Trends in A-Level Maths are encouraging—but there is no room for complacency
Gender imbalance in the subject persists
Despite perpetual concerns about the state of education, the sustained growth in uptake of the mathematics A levels is real cause for optimism. Over 92,000 students in England took A-level Maths this summer, meaning that the subject keeps its place as the most popular A-level. Ten years ago the entry was only just over 52,000 and Maths trailed in fourth place among A-level subjects. For (the harder) Further Maths, the increases are even more dramatic. Ten years ago fewer than 6,000 students took A level Further Maths; now the figure is over 15,000.
The results are good, too. The pass rate in Maths was 97 per cent this summer, with 47 per cent getting A or A*. For Further Maths the equivalent figures were even more impressive at 98 per cent and 56 per cent.

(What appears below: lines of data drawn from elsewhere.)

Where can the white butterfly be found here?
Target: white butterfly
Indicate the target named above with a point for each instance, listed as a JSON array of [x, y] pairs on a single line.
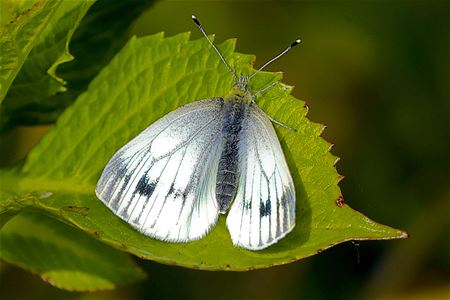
[[173, 179]]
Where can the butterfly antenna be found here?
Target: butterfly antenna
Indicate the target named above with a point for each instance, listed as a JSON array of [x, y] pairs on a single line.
[[214, 47], [295, 43]]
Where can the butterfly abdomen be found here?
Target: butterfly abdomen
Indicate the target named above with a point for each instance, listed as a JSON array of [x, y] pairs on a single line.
[[227, 174]]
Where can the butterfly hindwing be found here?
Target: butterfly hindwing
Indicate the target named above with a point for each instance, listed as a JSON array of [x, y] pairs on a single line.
[[163, 181], [264, 208]]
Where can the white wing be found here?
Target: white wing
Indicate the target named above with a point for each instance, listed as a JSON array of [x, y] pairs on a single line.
[[163, 181], [264, 208]]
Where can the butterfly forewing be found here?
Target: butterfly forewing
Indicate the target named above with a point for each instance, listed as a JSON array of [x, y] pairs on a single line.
[[264, 208], [163, 181]]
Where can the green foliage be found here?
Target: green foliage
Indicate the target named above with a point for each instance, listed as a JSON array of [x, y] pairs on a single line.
[[150, 77], [21, 27], [63, 256]]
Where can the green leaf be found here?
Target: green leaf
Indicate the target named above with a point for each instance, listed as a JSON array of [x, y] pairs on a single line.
[[37, 80], [101, 33], [20, 29], [64, 256], [150, 77]]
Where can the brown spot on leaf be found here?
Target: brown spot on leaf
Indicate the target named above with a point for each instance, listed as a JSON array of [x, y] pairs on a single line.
[[340, 201]]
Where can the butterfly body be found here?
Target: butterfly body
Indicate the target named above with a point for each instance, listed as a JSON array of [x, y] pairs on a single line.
[[210, 157], [236, 107]]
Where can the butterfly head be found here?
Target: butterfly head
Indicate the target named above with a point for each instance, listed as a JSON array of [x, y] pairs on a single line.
[[241, 89]]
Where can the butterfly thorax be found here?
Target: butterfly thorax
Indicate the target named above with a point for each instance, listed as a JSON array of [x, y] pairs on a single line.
[[235, 108]]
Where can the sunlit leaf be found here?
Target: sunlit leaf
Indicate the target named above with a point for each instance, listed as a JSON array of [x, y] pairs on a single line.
[[64, 256], [150, 77]]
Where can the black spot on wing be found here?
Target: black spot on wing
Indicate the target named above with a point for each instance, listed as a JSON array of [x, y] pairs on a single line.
[[265, 208]]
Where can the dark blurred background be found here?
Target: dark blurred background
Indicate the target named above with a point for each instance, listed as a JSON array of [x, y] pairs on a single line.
[[378, 74]]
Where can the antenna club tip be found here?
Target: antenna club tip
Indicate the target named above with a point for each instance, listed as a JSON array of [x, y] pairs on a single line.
[[296, 42], [195, 20]]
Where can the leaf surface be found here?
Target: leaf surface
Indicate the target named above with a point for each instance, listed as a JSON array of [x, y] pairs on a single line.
[[96, 30], [150, 77], [64, 256], [21, 27]]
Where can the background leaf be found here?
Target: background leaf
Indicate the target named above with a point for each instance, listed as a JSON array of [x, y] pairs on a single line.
[[63, 256], [150, 77], [21, 26], [98, 36]]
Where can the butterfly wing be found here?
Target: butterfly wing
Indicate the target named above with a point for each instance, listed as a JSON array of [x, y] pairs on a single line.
[[264, 208], [163, 181]]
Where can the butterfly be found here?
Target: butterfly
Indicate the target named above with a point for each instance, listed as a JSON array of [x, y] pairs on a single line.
[[210, 157]]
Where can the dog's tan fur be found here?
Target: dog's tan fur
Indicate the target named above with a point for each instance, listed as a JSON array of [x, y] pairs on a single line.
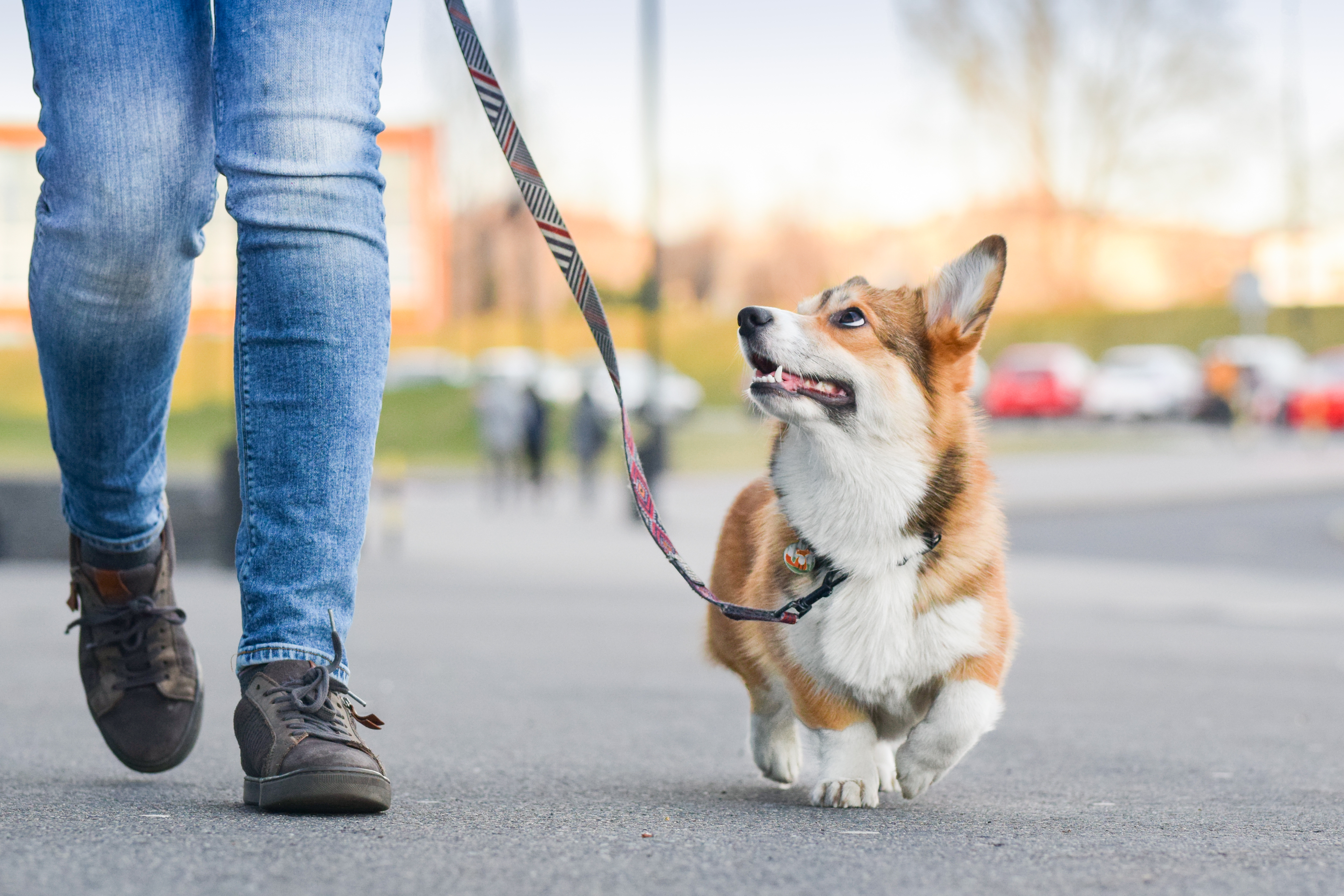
[[906, 339]]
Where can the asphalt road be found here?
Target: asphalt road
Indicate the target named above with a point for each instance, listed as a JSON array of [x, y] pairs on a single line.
[[1174, 727]]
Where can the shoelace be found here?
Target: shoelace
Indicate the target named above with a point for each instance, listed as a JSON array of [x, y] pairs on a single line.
[[127, 628], [312, 711]]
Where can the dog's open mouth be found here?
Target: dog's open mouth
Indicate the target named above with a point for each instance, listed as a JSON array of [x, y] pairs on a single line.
[[771, 377]]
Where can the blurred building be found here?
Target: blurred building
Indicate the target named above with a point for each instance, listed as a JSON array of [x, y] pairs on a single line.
[[419, 238]]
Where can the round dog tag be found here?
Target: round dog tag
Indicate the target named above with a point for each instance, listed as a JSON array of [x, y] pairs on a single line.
[[800, 558]]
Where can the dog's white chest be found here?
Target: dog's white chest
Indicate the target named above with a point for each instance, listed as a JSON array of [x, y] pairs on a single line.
[[866, 640]]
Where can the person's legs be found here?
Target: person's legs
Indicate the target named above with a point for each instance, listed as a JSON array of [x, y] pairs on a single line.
[[296, 127], [128, 185], [296, 124]]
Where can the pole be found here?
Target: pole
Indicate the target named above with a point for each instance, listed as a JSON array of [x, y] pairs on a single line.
[[651, 295], [517, 218]]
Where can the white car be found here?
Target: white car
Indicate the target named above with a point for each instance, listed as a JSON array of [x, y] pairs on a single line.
[[667, 396], [1136, 382], [1269, 369]]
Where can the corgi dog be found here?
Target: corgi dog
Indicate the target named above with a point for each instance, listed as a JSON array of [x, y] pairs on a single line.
[[879, 494]]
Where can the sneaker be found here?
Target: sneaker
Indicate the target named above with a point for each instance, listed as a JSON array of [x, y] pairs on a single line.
[[296, 731], [138, 665]]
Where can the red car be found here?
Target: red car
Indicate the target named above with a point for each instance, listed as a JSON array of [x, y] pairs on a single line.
[[1319, 402], [1037, 379]]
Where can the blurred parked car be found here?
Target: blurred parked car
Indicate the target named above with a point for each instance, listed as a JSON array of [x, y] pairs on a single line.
[[553, 378], [1319, 401], [412, 367], [1136, 382], [666, 396], [1255, 375], [1038, 379]]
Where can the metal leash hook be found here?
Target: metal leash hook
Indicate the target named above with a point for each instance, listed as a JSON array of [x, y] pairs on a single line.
[[557, 236]]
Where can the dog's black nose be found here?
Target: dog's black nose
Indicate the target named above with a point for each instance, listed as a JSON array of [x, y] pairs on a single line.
[[753, 319]]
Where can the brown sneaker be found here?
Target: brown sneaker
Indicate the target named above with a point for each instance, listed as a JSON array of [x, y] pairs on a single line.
[[296, 735], [138, 665]]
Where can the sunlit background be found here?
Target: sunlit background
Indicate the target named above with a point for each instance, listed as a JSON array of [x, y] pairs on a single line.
[[1166, 174]]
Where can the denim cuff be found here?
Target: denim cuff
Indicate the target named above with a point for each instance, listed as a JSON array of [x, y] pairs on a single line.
[[265, 653], [123, 546]]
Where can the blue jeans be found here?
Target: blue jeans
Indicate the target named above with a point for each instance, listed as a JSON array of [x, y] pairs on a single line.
[[143, 101]]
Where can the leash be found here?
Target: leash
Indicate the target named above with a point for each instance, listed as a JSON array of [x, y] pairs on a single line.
[[566, 254]]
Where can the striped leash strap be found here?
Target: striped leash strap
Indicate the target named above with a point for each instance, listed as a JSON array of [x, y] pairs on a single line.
[[557, 236]]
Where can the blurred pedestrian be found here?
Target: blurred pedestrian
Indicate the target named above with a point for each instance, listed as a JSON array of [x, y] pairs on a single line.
[[500, 412], [143, 108], [536, 434], [654, 456], [588, 440]]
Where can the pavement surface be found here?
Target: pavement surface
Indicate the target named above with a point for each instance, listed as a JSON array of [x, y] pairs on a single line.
[[1174, 722]]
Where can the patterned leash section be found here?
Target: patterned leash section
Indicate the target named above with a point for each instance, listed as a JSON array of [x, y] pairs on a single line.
[[557, 236]]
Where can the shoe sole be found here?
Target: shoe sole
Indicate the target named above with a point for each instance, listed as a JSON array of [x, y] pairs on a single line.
[[179, 754], [319, 790]]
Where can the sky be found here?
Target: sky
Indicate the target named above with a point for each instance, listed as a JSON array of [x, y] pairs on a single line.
[[789, 111]]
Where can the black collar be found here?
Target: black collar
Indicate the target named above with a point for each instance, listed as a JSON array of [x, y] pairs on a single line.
[[795, 610]]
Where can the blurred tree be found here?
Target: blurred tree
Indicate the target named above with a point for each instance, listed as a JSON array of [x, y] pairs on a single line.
[[1081, 84]]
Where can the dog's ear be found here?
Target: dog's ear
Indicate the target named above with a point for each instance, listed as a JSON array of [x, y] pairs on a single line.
[[959, 302]]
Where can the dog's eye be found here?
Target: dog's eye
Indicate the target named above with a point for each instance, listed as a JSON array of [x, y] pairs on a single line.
[[850, 318]]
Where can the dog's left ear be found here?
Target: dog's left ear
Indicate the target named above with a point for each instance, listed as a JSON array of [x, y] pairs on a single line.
[[959, 302]]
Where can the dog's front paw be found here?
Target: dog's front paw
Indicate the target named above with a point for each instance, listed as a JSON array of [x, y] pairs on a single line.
[[776, 749], [845, 795]]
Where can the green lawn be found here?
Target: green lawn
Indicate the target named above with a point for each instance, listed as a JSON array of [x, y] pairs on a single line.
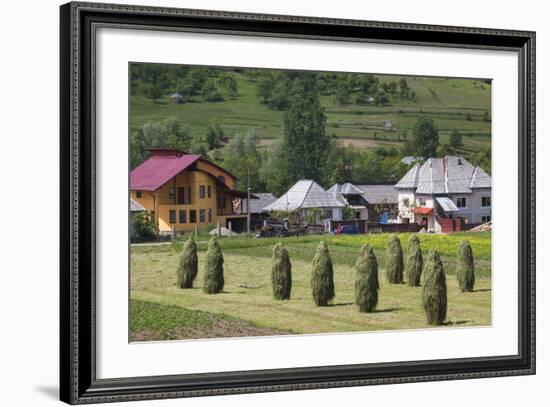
[[160, 310], [454, 104]]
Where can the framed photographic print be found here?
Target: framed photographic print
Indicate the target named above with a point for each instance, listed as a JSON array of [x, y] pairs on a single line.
[[255, 203]]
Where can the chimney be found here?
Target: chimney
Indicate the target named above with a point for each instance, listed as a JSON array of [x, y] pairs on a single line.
[[165, 152]]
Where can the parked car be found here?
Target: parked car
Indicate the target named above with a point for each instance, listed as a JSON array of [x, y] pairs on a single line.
[[346, 229]]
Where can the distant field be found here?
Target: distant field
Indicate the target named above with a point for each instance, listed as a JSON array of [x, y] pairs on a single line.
[[454, 104], [246, 308]]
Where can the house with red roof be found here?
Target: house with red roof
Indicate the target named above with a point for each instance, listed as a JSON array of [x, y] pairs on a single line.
[[444, 193], [184, 190]]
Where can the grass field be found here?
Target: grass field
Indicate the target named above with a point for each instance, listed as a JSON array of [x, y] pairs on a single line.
[[161, 311], [453, 104]]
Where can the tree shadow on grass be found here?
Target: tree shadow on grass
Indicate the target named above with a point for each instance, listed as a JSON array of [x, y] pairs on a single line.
[[452, 323], [341, 304], [376, 311]]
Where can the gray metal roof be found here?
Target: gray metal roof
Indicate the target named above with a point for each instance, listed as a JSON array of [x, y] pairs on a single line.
[[410, 179], [345, 189], [264, 199], [378, 194], [447, 204], [304, 194], [410, 159], [136, 207], [447, 175], [480, 179]]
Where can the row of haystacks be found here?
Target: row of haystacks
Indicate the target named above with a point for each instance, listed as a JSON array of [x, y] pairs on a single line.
[[398, 267]]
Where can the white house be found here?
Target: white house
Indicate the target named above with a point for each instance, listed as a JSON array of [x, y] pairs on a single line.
[[444, 192], [306, 195], [350, 195]]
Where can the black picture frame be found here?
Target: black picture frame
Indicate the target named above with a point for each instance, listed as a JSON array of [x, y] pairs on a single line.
[[78, 382]]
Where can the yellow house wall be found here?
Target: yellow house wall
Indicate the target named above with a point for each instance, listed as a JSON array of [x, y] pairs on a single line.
[[147, 199], [216, 172], [161, 204]]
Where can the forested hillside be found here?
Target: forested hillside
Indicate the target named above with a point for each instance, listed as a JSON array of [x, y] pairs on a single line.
[[284, 125]]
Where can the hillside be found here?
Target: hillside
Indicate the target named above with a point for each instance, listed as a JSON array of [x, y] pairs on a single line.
[[459, 104]]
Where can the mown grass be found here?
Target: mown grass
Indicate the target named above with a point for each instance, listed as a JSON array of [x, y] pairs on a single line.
[[247, 294], [154, 321]]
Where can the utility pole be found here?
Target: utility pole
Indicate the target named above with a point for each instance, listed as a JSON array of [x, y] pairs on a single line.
[[248, 202]]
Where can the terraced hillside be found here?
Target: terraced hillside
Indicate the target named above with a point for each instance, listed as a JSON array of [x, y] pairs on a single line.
[[464, 105]]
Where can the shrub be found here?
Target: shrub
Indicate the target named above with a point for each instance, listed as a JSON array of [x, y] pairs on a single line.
[[434, 292], [413, 266], [213, 277], [188, 266], [394, 261], [322, 279], [465, 267], [281, 273], [366, 280], [144, 225]]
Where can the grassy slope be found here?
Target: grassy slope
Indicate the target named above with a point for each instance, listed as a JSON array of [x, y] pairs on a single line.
[[247, 294], [450, 102]]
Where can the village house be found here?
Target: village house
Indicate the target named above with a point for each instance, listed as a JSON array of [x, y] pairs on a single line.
[[374, 203], [257, 212], [176, 98], [382, 202], [307, 197], [443, 194], [135, 210], [352, 197], [186, 190]]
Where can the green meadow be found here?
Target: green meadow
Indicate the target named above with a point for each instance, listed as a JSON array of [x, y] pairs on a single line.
[[162, 311], [453, 104]]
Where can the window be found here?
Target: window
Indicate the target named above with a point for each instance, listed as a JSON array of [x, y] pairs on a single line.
[[460, 202], [181, 195]]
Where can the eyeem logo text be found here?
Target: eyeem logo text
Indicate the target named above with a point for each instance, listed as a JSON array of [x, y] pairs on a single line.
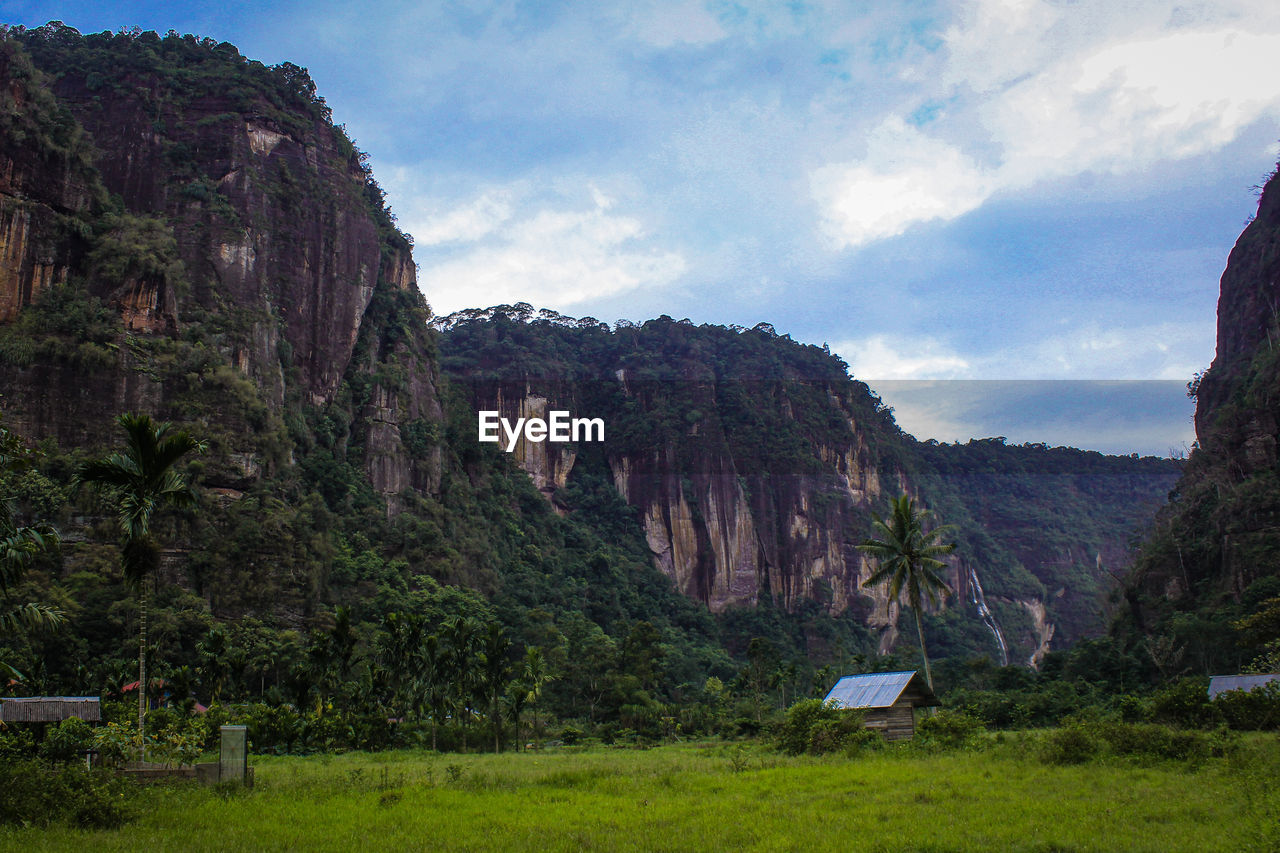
[[556, 428]]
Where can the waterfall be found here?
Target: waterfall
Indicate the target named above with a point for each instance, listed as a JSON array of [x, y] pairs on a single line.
[[987, 616]]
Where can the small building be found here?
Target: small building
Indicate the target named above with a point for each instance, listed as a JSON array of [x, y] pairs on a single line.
[[1220, 684], [50, 708], [888, 698]]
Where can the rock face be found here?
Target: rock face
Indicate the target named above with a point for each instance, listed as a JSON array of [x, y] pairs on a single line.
[[248, 233], [46, 186], [1216, 538], [740, 496], [1248, 329], [754, 465]]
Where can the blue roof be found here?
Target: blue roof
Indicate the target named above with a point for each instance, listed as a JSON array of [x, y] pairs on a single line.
[[869, 690], [1224, 683]]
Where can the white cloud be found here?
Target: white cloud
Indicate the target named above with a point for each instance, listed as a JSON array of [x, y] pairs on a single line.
[[663, 24], [553, 252], [880, 357], [906, 178], [1045, 91], [466, 223], [1093, 351]]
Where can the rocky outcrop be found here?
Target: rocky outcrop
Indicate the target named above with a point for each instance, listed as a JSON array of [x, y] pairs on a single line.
[[246, 213], [46, 187]]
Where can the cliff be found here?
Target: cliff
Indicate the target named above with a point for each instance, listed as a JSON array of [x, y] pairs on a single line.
[[245, 238], [187, 233], [1212, 559], [754, 465]]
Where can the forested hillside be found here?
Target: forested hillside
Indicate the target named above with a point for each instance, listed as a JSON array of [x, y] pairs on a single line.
[[187, 233], [1206, 593]]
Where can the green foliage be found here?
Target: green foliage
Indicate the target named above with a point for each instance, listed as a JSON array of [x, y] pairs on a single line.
[[817, 728], [1087, 737], [949, 730], [36, 794], [67, 740]]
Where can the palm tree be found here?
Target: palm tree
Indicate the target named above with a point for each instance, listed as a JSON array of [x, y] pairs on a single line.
[[140, 480], [535, 676], [909, 557], [494, 676]]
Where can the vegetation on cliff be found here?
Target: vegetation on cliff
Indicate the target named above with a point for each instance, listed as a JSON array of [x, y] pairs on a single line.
[[238, 273]]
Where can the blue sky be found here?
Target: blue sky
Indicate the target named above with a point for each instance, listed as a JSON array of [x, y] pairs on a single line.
[[987, 190]]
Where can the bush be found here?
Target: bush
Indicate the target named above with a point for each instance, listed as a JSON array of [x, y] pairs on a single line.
[[1084, 738], [16, 744], [41, 796], [67, 740], [1258, 710], [1184, 703], [950, 730], [1072, 744], [817, 728]]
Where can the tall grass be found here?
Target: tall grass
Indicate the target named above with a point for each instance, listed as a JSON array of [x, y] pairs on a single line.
[[711, 797]]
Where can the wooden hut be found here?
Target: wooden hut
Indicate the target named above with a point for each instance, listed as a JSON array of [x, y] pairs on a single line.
[[888, 698], [50, 708], [1220, 684]]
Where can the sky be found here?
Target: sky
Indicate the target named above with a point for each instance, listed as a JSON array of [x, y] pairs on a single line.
[[977, 191]]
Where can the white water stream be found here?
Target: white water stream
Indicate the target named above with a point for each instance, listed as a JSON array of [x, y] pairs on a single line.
[[987, 616]]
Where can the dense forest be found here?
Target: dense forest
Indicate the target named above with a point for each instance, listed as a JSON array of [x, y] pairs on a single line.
[[197, 240]]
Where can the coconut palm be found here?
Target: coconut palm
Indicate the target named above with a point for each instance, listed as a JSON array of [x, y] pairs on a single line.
[[535, 676], [908, 557], [140, 480]]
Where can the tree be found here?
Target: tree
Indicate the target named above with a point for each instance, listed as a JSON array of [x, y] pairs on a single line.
[[140, 480], [19, 544], [494, 676], [535, 676], [909, 559]]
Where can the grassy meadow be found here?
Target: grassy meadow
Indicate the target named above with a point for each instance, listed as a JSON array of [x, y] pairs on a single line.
[[708, 797]]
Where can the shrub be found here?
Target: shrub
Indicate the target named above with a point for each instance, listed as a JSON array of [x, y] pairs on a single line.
[[817, 728], [1184, 703], [1072, 744], [950, 730], [16, 744], [1255, 710], [67, 740], [39, 794]]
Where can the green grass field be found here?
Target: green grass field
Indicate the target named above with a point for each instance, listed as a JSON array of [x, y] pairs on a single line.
[[707, 797]]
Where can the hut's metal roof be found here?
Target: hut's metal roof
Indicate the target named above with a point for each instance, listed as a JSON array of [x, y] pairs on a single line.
[[1223, 683], [874, 689], [50, 708]]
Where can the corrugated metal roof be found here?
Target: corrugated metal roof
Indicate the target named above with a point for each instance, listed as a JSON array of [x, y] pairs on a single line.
[[1224, 683], [50, 708], [869, 690]]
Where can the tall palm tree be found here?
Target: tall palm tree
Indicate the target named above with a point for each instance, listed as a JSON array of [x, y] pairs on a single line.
[[535, 676], [140, 480], [493, 676], [908, 557]]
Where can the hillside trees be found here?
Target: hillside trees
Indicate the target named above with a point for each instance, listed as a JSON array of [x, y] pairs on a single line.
[[140, 480], [19, 546]]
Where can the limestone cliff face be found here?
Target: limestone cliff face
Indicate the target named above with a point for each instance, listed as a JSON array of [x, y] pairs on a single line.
[[46, 187], [243, 260], [1248, 328], [1217, 536], [723, 530], [268, 220]]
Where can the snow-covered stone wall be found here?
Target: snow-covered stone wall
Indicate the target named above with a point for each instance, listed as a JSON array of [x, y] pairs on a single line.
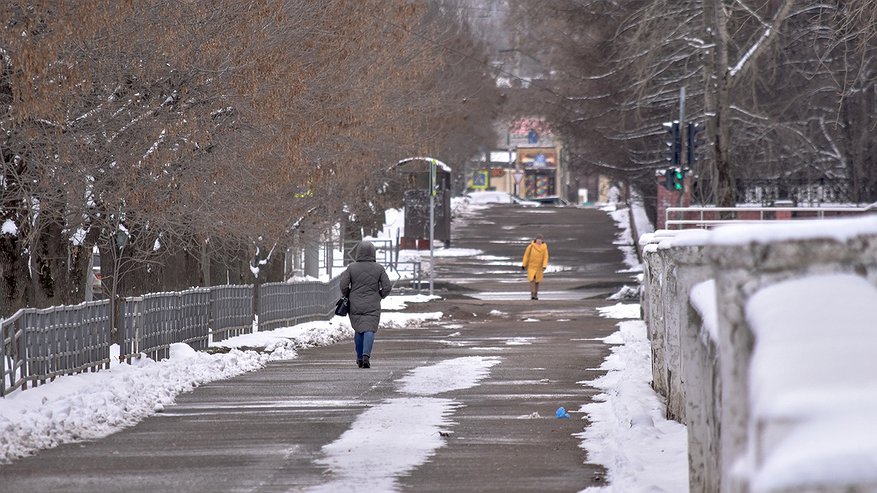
[[696, 289]]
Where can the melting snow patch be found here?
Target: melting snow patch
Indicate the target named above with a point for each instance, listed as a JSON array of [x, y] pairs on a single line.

Mathematics is unique in having two A-levels. A-level Further Maths is dependent upon A-level Maths and is intended for students who hope to follow particularly mathematical courses at university. Many of the most prestigious university courses in STEM subjects require or strongly recommend that prospective undergraduates take both of these. Much of the credit for the remarkable increases in Further Maths entries should go to the government-funded Further Mathematics Support Programme (FMSP). Since 2005 the programme has promoted the study of the subject to young people and provided expert support to enable state schools to offer qualifications in it to their students. Since the programme started the proportion of state-funded sixth forms that offer the subject has risen from below 40 per cent to over 65 per cent.
But we mustn’t be complacent. All these numbers need to increase still further to help our young people to succeed in their careers and to support the competitiveness of our economy.
So, what entry numbers should we be aiming for? This is a hard question to answer. The Advisory Committee for Mathematics Education, hosted by the Royal Society, has done some work on this, as reported in its 2011 “Mathematical Needs” report, which considered the mathematical needs of higher education and employment. The ACME report did not make specific recommendations about entry numbers for the maths A levels, but it did suggest that around 300,000 young people each year would benefit considerably from studying maths beyond GCSE level. That would mean that half of every cohort that sweeps through the school system every year study the subject. New “Core Maths” qualifications have just been introduced to meet the needs of many of those students who currently pass GCSE maths but for whom AS/A level Maths is not suitable. Up to now these students, around 250,000 each year, have just dropped maths altogether post-16, in stark contrast to many of our economic competitors, which have far higher uptake of maths post-16. Core Maths qualifications were taken for the first time this summer, with an entry of just under 3,000. We must hope this will grow considerably over the coming years.
But even if Core Maths takes root, we need to continue to try to increase A-level maths take-up. And one way to help achieve that would be to address the persistent gender imbalance.
Roughly 60 per cent of A-level Maths entrants are boys. For Further Maths it is roughly 70 per cent. Levelling-up girls’ participation proportions to that of the boys’ would increase entries by around 20 per cent, or around 110,000, and Further Maths entries by around 40 per cent—to over 20,000.
If we are to meet the government’s aspiration that “the vast majority of pupils should study maths (of some sort) through to age 18” entries for the mathematics A levels, and for Core Maths, must increase very significantly. This will require us to recruit many more maths teachers, and develop new ways to use learning technology to make teaching more efficient. Adrian Smith is currently leading a government review to assess the “case and feasibility” for all students to study maths to age 18. His review due to report by the end of this year. The trends are in the right direction, but we need a far greater teaching capacity if we are to meet our aspirations. Not meeting them could have serious implications for the individual success of our young people and for the future economic success of our country.